Treatment For Acute Asthma

In addition to some deaths, acute asthma accounts for significant morbidity and cost (emergent visits, hospitalizations, missed productivity). The mainstays of acute asthma treatment include bronchodilator therapy and systemic corticosteroids (oral or parenteral).

Bronchodilator therapy should employ albuterol or levalbuterol with a dose not more than 10 mg per hour of albuterol or 5 mg per hour of levalbuterol. Recent studies have also demonstrated that albuterol metered dose inhalers used with spacer devices are at least comparable to nebulized delivery.

In addition to bronchodilator therapy, anticholinergic therapy with ipratropium bromide used in combination has been shown to decrease hospitalization rates in children. The NHLBI Expert Panel Guidelines recommend the prompt initiation of oral corticosteroid therapy for all moderate to severe asthma exacerbations.

This recommendation is based on evidence that oral corticosteroid therapy prevents hospital admissions and hastens recovery. Additionally, oral corticosteroid treatment is preferred and is consider equally effective when compared with the parenteral route.

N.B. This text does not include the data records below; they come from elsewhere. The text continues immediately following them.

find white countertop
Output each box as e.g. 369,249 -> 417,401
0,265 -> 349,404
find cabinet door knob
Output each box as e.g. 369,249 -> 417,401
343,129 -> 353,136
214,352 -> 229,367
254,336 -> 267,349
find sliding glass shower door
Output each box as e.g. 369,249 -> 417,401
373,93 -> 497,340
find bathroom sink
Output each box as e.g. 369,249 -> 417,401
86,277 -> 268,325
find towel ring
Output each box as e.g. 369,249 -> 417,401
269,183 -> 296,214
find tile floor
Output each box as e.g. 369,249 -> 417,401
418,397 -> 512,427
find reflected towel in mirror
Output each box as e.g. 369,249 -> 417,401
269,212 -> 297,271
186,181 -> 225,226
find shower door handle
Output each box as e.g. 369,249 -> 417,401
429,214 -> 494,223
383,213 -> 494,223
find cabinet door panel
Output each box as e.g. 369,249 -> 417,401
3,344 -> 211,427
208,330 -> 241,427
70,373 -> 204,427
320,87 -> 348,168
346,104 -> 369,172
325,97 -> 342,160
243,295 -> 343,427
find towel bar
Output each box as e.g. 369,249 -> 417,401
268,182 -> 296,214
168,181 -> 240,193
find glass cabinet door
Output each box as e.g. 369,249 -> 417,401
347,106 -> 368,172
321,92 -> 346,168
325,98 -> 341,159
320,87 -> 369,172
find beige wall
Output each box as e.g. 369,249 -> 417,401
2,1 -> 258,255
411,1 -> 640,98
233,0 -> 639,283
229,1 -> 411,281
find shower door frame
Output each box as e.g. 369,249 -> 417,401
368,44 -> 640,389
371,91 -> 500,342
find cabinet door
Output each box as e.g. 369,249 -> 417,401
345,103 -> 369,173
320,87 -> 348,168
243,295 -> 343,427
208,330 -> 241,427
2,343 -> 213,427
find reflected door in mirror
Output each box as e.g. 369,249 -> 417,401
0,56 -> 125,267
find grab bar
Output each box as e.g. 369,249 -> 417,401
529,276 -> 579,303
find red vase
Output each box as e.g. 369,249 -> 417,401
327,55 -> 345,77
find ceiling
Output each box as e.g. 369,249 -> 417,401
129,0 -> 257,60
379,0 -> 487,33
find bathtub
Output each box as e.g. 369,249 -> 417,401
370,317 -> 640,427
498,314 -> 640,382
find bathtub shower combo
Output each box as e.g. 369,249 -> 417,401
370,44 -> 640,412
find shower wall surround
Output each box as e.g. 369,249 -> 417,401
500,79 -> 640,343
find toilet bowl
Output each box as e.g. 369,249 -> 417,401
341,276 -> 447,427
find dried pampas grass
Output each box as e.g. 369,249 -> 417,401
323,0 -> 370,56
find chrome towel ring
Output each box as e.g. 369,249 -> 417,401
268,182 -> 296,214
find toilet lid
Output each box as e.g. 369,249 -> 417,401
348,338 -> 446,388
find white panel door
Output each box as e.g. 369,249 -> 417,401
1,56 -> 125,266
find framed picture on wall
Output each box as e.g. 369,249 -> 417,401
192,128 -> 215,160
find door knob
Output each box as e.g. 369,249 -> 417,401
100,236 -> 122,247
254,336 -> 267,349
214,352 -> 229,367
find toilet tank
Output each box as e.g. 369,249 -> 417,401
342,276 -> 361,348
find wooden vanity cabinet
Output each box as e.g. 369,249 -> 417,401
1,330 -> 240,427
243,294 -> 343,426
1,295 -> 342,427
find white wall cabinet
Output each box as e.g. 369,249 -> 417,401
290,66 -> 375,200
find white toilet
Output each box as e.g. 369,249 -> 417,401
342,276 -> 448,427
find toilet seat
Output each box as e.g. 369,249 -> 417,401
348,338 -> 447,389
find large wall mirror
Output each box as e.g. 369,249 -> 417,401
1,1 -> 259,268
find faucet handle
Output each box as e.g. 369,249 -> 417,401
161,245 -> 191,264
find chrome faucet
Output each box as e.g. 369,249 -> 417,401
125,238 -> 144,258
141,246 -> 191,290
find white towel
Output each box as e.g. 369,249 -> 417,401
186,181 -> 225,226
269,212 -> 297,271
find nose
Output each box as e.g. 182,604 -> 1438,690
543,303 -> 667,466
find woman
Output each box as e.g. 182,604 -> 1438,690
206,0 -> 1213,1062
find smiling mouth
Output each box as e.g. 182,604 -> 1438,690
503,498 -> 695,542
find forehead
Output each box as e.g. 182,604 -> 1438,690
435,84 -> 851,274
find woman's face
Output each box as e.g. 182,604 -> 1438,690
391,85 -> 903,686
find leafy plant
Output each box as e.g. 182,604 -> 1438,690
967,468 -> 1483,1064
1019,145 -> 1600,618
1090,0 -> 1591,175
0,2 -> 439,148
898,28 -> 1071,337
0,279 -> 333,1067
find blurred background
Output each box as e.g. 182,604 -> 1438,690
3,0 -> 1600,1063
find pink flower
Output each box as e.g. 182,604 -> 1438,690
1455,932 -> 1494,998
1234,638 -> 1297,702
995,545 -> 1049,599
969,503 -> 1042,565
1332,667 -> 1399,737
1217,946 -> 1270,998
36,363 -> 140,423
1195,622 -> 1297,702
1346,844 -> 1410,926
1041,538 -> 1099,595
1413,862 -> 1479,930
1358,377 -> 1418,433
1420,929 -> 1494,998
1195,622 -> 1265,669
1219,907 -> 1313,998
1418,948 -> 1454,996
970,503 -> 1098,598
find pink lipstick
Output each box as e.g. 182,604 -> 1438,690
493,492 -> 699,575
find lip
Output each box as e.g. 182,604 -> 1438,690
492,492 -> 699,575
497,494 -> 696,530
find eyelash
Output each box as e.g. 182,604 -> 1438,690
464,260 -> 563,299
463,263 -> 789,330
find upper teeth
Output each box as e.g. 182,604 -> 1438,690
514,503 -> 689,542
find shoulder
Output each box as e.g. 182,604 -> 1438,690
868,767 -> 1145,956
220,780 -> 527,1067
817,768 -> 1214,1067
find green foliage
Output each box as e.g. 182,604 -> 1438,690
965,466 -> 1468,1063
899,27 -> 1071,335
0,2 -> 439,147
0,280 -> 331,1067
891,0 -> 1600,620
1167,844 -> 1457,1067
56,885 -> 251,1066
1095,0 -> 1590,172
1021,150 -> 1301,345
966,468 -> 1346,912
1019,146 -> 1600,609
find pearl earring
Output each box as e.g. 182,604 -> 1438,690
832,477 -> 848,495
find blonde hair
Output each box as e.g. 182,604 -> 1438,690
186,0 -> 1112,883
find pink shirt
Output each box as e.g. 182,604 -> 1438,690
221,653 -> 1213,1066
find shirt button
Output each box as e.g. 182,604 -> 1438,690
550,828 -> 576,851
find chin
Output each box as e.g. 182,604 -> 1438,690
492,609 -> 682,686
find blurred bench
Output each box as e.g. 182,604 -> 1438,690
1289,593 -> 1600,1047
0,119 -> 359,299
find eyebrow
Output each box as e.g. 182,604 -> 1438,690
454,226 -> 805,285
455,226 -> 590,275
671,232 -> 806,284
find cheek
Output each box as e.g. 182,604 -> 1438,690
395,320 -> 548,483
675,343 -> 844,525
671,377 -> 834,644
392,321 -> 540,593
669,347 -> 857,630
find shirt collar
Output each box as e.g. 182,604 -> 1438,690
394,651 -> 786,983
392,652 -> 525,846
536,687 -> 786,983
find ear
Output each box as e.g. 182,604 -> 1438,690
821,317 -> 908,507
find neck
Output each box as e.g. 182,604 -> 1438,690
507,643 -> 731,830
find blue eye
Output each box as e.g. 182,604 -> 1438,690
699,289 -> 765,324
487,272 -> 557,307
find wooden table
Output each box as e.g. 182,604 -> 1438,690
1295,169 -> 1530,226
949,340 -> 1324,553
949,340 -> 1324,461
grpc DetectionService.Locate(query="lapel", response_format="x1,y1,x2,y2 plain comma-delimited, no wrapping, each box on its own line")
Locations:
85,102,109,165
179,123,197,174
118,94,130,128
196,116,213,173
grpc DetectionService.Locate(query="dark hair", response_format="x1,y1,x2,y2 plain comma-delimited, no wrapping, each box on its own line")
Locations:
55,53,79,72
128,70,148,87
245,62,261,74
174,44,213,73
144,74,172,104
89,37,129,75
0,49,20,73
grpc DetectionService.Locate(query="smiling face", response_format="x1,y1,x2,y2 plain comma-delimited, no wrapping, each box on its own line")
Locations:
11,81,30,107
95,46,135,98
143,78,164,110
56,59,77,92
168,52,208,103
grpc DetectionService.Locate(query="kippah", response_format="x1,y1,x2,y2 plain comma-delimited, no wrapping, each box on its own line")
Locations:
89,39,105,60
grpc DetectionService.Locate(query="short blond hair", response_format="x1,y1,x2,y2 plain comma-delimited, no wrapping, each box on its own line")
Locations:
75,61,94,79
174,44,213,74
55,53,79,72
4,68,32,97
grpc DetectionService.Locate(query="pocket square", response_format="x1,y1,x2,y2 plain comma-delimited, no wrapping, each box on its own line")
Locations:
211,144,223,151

Although the exact dose necessary to treat an acute exacerbation has been debated, it remains largely empiric and, in the end, is left to the clinician. Generally, the dose of prednisone is 1 to 2 mg/kg/day divided once to twice daily for 4 to 10 days with a maximum daily dose of 60 to 80 mg.

A taper is not necessary for this length of treatment, but longer courses should include one. Oral dexamethasone and methylprednisolone are considered acceptable alternatives as well. Recently, the use of inhaled corticosteroids during acute exacerbations has been debated.

Inhaled corticosteroids decrease the risk of potential adverse side effects compared with systemic corticosteroids. A recent meta-analysis of four studies comparing inhaled corticosteroids to oral systemic corticosteroids in the setting of acute asthma demonstrated no difference between the two interventions in regard to relapse rate, bronchodilator use, or adverse events.

However, because of small numbers and possible limitation to mild asthma exacerbations, equivalency could not be claimed. Finally, a pediatric study showed that, although inhaled corticosteroids were beneficial, patients experienced a more rapid resolution of symptoms with systemic corticosteroids if improvement of lung function was the outcome.

While initiating or doubling the dose of inhaled corticosteroids during acute mild asthma, exacerbation has emerged to be a common practice among practitioners in an attempt to prevent the need for systemic corticosteroid therapy, or development of more severe symptoms.

There is no clear consensus of the exact role inhaled corticosteroids should have in the management of exacerbations in general. It is critical that after an acute exacerbation, patients have follow-up with their primary physician to discuss treatment and potential triggers.

Acute asthma exacerbations are also an excellent opportunity to discuss asthma action plans. There is evidence that patients with written asthma plans and peak expiratory flow monitors are less likely to visit the emergency department, be hospitalized, or have low lung function.